Quality health care is one of those things that everyone wants and needs. Indeed, we demand it.
But quality health care does not necessarily mean having the latest and best diagnostic tools; it has more to do with that second word – care. That’s the human part of medicine, the professionalism, dedication and compassion of the people who make the beds, prepare the food, dispense the medicine and exchange friendly banter with the people in hospital beds, the examining rooms and labs.
In short, it takes people, not instruments, to provide quality care.
It is the appreciation of that compassion and empathy that prompted western Prince County residents to line up Thursday night during the official launch of the history book on Western Hospital to purchase copies of Through the Years: A History of Western Hospital. Many purchased additional books as gifts for family members.
Sure, the book tells of an old hotel being quickly converted into a hospital so that residents here could receive swift access to quality care, but the book is not about old walls; it is about what goes on inside those walls and of the changes that have occurred in health care delivery.
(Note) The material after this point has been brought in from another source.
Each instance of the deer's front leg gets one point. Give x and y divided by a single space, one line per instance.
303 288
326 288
As the book’s researchers (10 retired staff members who, together, counted more than 300 years of service) acknowledged, health care is in a state of constant change.
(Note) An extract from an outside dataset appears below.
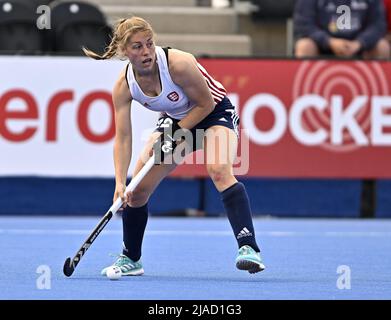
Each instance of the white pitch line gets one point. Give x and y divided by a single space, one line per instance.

New medicines, new tools and new procedures are always being developed, and new ideas and philosophies emerge.
But, as sure as there is sunshine, health care is only as good as the level of care that the hospital staff and volunteers provide.
The large turn-out for the book launch, a mix of past and present staff and of people who have received care at Western Hosptial, is testimony to the level of care provided.
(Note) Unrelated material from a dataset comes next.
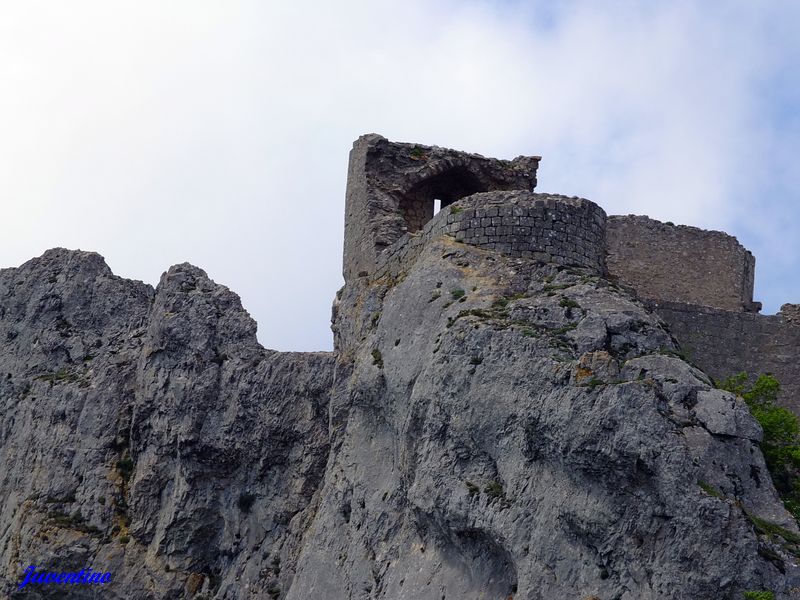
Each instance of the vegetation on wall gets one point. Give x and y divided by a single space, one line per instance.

Sure, Western, like other rural hospitals, has had its challenges with staffing numbers and with changes in service delivery over the years, and residents have had to fight to retain services.
As long as that personal touch remains strong, West Prince residents will surely continue to demonstrate strong support for their hospital.
There have been times, though, when governments have lacked appreciation for that important connection. If politicians would read the book, maybe then they would understand.